Strange uses many excellent sources in his book (Van Til, J. H. Bavinck, Leihart, Block, Frame, and I was happy to see Strange used Mike Heiser’s work in his study too) in the form of block quotes. In fact, one of Strange’s main purposes has been to “spotlight . . . those forgotten figures such as J. H. Bavinck” (335). Unfortunately the excessive use of these block quotes hinders the book. Most of the book is not an easy read. Out of 338 pages, 92 pages do not have block quotes. Or, in other words, roughly 246 have a full or partial block quote.
Though many were dense, all of the quotes were good, however the quotes often broke up Strange’s argument and made it difficult to follow. More often than not it was tiring to read the quotes, and I often read Strange’s concluding thoughts to understand the main idea. That is, when I could find Strange’s concluding thoughts. My biggest complaints with this book are the length and the density of Strange’s writing style. I would often find myself neck deep in text wondering how I got here, what I’d just read, and what it meant. Strange wanted to be thorough, but this can be done without explaining everything you’ve done, are doing, and will do.

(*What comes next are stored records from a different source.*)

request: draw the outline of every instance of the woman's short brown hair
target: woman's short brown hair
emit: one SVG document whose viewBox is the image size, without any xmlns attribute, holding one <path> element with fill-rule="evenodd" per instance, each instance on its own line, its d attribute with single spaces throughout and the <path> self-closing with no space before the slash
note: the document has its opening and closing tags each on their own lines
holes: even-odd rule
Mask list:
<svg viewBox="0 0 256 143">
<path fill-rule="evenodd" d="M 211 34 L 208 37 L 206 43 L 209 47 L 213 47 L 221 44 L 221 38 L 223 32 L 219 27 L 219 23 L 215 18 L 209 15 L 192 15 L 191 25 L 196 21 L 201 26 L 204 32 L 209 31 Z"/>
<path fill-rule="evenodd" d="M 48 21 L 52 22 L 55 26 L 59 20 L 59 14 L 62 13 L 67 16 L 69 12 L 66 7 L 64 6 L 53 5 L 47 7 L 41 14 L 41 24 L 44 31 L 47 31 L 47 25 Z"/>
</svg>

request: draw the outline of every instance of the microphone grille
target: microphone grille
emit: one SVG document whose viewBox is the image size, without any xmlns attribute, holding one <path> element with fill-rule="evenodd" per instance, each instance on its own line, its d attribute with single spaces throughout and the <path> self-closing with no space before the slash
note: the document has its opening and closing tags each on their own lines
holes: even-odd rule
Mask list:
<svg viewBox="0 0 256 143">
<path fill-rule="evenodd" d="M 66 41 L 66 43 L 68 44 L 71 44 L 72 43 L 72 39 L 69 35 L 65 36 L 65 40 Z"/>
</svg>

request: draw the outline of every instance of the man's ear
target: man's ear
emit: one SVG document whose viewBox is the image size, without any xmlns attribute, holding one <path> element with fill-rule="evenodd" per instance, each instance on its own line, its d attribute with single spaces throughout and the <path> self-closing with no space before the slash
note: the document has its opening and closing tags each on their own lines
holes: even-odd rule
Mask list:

On the upside this book is written from a Reformed perspective, and many of the quotes and ideas are from Reformed apologetic and systematic thinkers. I look forward to a future book on the practical use of this work for missions which will hopefully give more examples of how non-Christian religions are “subversively fulfilled” by the Christian gospel. This book needs time if you’re going to work through it. It’s dense and it’s tough, but it deserves the time and you’ll be a better thinker for reading it. You will have a better understanding of the other religions around you and a way to grow in your understanding of them as being parasites on the Christian gospel.
- Author: Daniel Strange
- Paperback: 384 pages
- Publisher: Zondervan (February 3, 2015)
(Special thanks to Zondervan for allowing me to review this book! I was not obligated to provide a positive review in exchange for this book).